In the short time since it was announced, the March for Science has generated an impressive amount of coverage. The last month notwithstanding, most marches struggle to get much notice.
The highest profile piece was an op-ed in the New York Times that argues the march is a bad idea because it will further polarize and politicize science. The author, a scientist himself, somehow neglects to mention the fact that the Kochs, Exxon and the like have spent millions of dollars over the past few decades politicizing science, funding the GOP and employing surrogates to cast evidence and fact as a liberal conspiracy.
As Joe Romm puts it, the piece is simply victim blaming. Scientists haven’t run ads that are contrary to mountains of evidence, or pushed Senators to support oxymoronic “sound science” legislation. Scientists haven’t flooded the editorial pages of the Wall Street Journal with conspiracy theories and innuendoes.
In a follow-up piece, Romm suggests the marching scientists keep in mind the simple human fact that numbers numb and stories sell. Sage advice from the man who literally wrote the book on language intelligence.
At Quartz, Dr. James Dyke pushes back on the politicization frame, arguing that the march isn’t partisan or anti-Trump, but is simply pro-fact. But that’s not quite right, is it? Because being pro-fact is, de facto, being anti-Trump.
But it goes deeper than that. Eric Holthaus gets to it an abstract way, saying science is fundamentally political as it upends the status quo and speaks truth to power. This is similar to part of the argument offered up in Shawn Otto’s book about The War on Science, which we discussed in the context of Harold Hamm last summer.
That gets us to the real point that needs to be made here. While traditionally Republicans and Democrats have differed on policies, they used to agree about the basic facts. That’s changed, thanks to the campaigns of Koch and Exxon and Phillip Morris. That change was deliberate, well-funded, and as we see now, fabulously successful.
Trump got his political start by opposing the fact that President Obama is an American. Trump’s administration introduced “alternative facts” and continues to use them. Be it in regards to immigration or crime rates or climate change, being pro-fact means you’re not going to agree with most, if not all, of Trump’s policy positions.
But it’s not just Trump’s alt-facts that corrupted an otherwise staunchly pro-science party. By and large, empirical evidence contradicts a number of modern GOP positions, including many in their official platform, and right down to the state level. From school vouchers to send public money to private schools where creationism is still taught, to opposing stem cell research, to abstinence-only education (ask the Palins how effective that is), to opposing regulations on second-hand smoke, to gay conversion therapy, to the holy grail of GOP economic policy known as Trickle Down, climate change is far from the only anti-science/fact/evidence position the GOP holds.

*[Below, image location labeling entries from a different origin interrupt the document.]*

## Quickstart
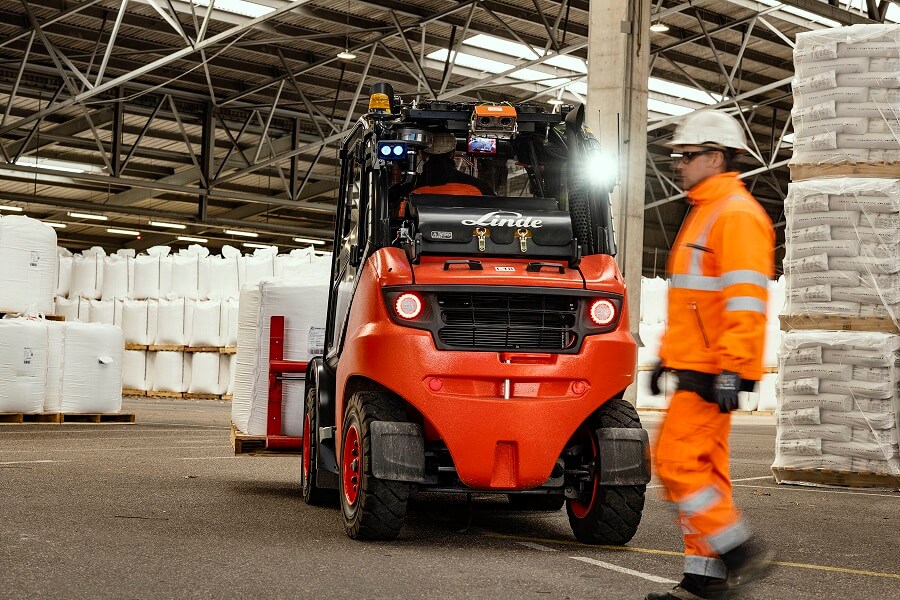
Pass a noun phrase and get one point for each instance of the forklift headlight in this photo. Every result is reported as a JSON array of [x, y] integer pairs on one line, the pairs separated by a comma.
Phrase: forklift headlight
[[389, 150]]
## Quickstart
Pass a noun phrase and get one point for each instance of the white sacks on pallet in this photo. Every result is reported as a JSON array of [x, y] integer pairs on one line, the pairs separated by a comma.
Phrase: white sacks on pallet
[[838, 402], [28, 265], [302, 303], [139, 320], [134, 370], [92, 369], [842, 254], [207, 323], [219, 276], [847, 95], [23, 365], [148, 273]]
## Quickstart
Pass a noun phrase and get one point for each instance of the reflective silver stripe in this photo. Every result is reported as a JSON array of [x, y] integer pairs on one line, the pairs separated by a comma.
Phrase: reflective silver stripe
[[704, 565], [745, 303], [701, 500], [729, 538], [696, 282], [745, 276]]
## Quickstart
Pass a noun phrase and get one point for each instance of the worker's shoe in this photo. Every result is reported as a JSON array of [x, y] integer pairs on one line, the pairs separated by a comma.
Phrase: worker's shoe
[[749, 562], [694, 587]]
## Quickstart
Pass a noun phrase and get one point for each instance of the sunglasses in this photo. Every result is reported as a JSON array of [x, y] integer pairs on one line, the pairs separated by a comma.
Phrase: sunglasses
[[686, 157]]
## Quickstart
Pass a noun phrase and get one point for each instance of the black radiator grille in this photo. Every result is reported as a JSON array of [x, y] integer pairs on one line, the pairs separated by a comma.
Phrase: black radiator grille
[[508, 321]]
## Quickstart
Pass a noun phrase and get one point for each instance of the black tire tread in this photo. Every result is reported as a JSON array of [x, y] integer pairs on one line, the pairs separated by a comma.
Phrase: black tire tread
[[615, 517], [382, 504]]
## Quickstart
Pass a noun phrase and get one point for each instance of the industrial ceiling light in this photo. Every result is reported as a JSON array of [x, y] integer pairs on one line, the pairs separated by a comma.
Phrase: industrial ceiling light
[[309, 241], [169, 225], [88, 216], [243, 233]]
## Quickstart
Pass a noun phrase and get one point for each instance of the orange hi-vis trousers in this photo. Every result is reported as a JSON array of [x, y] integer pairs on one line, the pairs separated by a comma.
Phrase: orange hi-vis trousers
[[691, 459]]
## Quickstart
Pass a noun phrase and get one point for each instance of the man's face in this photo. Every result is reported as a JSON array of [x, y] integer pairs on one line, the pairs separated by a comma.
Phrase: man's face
[[696, 164]]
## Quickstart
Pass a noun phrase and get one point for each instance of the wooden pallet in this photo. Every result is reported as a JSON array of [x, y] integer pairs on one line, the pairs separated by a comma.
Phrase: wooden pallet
[[800, 172], [836, 323], [16, 313], [60, 418], [244, 443], [840, 478]]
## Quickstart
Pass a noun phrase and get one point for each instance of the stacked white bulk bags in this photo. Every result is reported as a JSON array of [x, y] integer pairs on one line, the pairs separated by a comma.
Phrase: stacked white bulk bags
[[92, 369], [28, 265], [842, 254], [838, 403], [302, 303], [24, 348], [847, 96]]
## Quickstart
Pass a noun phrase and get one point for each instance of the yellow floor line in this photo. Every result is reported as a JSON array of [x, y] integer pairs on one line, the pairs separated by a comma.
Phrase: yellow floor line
[[673, 553]]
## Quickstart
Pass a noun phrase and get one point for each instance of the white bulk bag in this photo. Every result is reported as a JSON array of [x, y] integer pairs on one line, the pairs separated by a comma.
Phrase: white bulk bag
[[134, 370], [207, 324], [205, 373], [92, 369], [219, 275], [64, 272], [23, 365], [259, 265], [148, 273], [115, 277], [56, 342], [185, 275], [28, 264], [302, 303], [139, 320], [170, 372], [170, 322], [102, 311]]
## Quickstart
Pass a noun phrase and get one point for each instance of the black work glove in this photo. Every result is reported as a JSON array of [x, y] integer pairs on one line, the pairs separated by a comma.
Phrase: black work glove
[[726, 388], [658, 371]]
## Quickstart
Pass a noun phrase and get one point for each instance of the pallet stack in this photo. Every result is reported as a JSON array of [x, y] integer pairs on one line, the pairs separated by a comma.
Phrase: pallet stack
[[838, 400]]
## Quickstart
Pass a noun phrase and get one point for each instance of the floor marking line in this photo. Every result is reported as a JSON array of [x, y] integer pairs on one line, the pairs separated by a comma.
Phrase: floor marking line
[[534, 546], [673, 553], [789, 488], [626, 571]]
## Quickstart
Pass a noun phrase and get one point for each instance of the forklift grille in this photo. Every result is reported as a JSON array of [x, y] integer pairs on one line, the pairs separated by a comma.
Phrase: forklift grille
[[524, 322]]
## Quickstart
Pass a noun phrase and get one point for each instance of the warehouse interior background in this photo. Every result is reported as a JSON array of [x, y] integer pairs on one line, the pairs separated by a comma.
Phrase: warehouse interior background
[[220, 116]]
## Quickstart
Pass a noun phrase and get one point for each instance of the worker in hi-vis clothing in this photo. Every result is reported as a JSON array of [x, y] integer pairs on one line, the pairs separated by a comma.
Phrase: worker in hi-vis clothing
[[718, 272]]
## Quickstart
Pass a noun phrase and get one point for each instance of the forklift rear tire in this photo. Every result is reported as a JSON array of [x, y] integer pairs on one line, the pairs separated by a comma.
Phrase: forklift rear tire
[[548, 502], [312, 494], [614, 512], [373, 509]]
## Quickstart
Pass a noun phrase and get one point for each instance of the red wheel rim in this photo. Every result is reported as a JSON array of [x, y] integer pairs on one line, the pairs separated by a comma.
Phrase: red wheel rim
[[307, 445], [580, 509], [352, 466]]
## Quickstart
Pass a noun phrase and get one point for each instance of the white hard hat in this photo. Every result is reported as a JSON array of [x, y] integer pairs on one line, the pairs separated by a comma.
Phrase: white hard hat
[[710, 127]]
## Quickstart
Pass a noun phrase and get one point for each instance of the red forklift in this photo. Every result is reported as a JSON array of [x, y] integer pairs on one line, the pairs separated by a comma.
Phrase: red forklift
[[475, 343]]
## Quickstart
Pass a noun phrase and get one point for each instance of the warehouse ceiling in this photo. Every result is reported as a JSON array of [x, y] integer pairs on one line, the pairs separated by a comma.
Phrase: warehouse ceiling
[[220, 116]]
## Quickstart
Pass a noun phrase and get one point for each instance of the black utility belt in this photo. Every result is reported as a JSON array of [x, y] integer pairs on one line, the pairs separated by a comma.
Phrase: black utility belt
[[703, 384]]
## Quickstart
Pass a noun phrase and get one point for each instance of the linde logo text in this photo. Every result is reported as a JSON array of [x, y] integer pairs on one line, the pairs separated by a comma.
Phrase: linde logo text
[[504, 218]]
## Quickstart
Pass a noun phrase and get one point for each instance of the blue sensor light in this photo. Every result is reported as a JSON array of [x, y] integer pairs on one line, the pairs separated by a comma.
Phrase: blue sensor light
[[389, 150]]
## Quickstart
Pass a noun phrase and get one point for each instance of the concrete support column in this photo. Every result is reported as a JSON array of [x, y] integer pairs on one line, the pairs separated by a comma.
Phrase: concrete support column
[[618, 69]]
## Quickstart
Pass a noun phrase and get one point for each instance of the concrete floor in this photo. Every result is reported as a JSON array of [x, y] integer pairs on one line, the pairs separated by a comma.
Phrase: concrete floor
[[162, 509]]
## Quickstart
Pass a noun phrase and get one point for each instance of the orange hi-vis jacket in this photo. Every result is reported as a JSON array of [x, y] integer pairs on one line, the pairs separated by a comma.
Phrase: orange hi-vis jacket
[[719, 272]]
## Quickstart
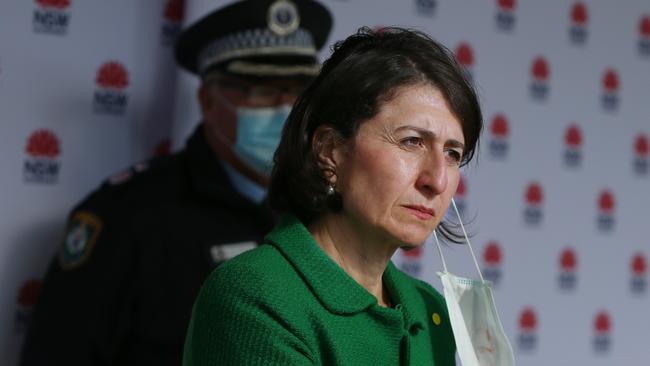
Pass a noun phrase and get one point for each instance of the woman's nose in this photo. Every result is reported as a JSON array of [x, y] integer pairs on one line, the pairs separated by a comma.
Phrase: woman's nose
[[432, 178]]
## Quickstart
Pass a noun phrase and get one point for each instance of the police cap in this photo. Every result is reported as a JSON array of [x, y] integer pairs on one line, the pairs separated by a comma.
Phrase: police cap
[[257, 38]]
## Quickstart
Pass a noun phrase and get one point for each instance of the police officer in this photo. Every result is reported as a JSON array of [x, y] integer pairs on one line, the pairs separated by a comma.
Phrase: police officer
[[136, 250]]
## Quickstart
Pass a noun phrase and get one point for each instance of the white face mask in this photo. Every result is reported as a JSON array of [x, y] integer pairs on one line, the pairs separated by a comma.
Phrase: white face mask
[[480, 338]]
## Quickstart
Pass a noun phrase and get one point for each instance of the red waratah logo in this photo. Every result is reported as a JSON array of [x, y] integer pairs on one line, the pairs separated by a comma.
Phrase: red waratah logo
[[465, 55], [499, 126], [579, 15], [602, 323], [28, 293], [492, 254], [568, 261], [58, 4], [174, 11], [43, 143], [641, 146], [606, 202], [644, 27], [413, 253], [534, 195], [540, 69], [499, 130], [573, 137], [528, 320], [638, 265], [611, 83], [507, 5], [112, 75], [492, 258], [527, 339], [573, 142]]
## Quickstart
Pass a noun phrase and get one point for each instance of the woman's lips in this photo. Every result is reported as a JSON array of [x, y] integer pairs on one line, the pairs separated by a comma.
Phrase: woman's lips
[[421, 212]]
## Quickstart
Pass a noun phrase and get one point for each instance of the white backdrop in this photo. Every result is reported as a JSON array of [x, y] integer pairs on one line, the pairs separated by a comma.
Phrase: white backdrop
[[556, 202]]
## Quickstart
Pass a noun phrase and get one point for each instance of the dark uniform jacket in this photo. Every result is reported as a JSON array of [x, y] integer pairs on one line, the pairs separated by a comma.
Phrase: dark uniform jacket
[[135, 253]]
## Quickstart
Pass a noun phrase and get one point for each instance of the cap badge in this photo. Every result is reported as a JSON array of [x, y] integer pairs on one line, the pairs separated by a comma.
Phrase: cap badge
[[283, 17]]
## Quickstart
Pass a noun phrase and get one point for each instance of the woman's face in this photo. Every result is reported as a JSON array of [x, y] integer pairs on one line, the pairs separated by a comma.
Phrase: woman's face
[[398, 175]]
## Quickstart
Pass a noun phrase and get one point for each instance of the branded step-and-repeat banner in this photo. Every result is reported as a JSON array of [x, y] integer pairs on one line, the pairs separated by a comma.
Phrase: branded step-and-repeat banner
[[557, 203]]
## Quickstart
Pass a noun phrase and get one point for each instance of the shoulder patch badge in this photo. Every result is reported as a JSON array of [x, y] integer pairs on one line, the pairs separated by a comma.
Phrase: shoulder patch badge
[[80, 237]]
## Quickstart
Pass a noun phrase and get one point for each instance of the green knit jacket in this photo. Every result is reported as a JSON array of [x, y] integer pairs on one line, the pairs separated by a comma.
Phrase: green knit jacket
[[287, 303]]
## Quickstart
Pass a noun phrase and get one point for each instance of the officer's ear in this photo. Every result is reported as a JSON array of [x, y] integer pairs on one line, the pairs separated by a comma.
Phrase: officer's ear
[[204, 95]]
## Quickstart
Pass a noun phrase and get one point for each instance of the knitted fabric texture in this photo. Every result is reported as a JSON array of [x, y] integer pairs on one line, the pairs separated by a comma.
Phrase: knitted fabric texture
[[287, 303]]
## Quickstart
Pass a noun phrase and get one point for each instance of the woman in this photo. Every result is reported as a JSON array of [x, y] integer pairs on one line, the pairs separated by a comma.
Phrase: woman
[[369, 160]]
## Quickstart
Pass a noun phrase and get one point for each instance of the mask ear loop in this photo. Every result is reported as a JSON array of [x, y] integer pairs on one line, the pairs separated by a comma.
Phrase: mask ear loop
[[478, 268], [444, 264]]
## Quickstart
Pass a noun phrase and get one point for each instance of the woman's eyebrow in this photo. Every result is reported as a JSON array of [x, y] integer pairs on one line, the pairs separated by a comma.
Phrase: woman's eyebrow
[[426, 133]]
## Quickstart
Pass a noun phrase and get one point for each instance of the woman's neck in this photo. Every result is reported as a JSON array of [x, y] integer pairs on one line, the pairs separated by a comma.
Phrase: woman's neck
[[362, 256]]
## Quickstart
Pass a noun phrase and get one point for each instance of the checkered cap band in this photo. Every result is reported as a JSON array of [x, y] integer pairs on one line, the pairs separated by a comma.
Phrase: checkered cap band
[[256, 42]]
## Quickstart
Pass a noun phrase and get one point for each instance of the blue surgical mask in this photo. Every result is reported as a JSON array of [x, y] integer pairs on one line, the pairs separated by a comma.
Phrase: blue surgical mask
[[258, 135]]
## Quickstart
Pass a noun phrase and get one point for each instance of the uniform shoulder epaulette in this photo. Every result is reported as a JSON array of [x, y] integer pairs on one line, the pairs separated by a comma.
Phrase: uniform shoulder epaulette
[[81, 234]]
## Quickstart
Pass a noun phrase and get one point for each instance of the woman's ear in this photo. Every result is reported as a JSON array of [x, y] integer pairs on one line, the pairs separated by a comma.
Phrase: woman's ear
[[328, 148]]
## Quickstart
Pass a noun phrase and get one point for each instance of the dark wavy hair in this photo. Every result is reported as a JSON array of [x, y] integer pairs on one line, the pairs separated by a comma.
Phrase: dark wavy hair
[[364, 72]]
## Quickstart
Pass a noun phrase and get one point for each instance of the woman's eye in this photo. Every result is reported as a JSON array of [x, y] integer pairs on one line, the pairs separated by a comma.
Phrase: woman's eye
[[454, 156], [412, 141]]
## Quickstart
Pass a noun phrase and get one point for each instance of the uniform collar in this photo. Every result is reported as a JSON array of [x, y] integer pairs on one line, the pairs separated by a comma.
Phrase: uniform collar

It’s also Republicans who produce the annual “Wastebook,” where they collect silly-seeming studies that have received government funding, and pretend like there isn’t good reason for basic research. They deliberately ignore the benefits of these studies to use them as a pretense to attack government funding of science.
It hasn’t always been this way. And it need not continue like this. But Republicans desperately need to face the facts, especially those they don’t like. Case in point, a March for Science shouldn’t immediately be considered a political event. But as we see, it already has been cast as such. And as we’ve come to know all too well these days, perceptions are reality.
So it would be great to see a large conservative contingent at the March for Science to push back on the stereotypes. If Republicans become the party of Alt-Facts, you lose all legitimacy with those who don’t believe exactly as you do, and that’s no way to govern. So push back, reality-based conservatives, and take back your party. The March for Science is a perfect place to start.
Don’t let alt-facts turn all of the right into the alt-right.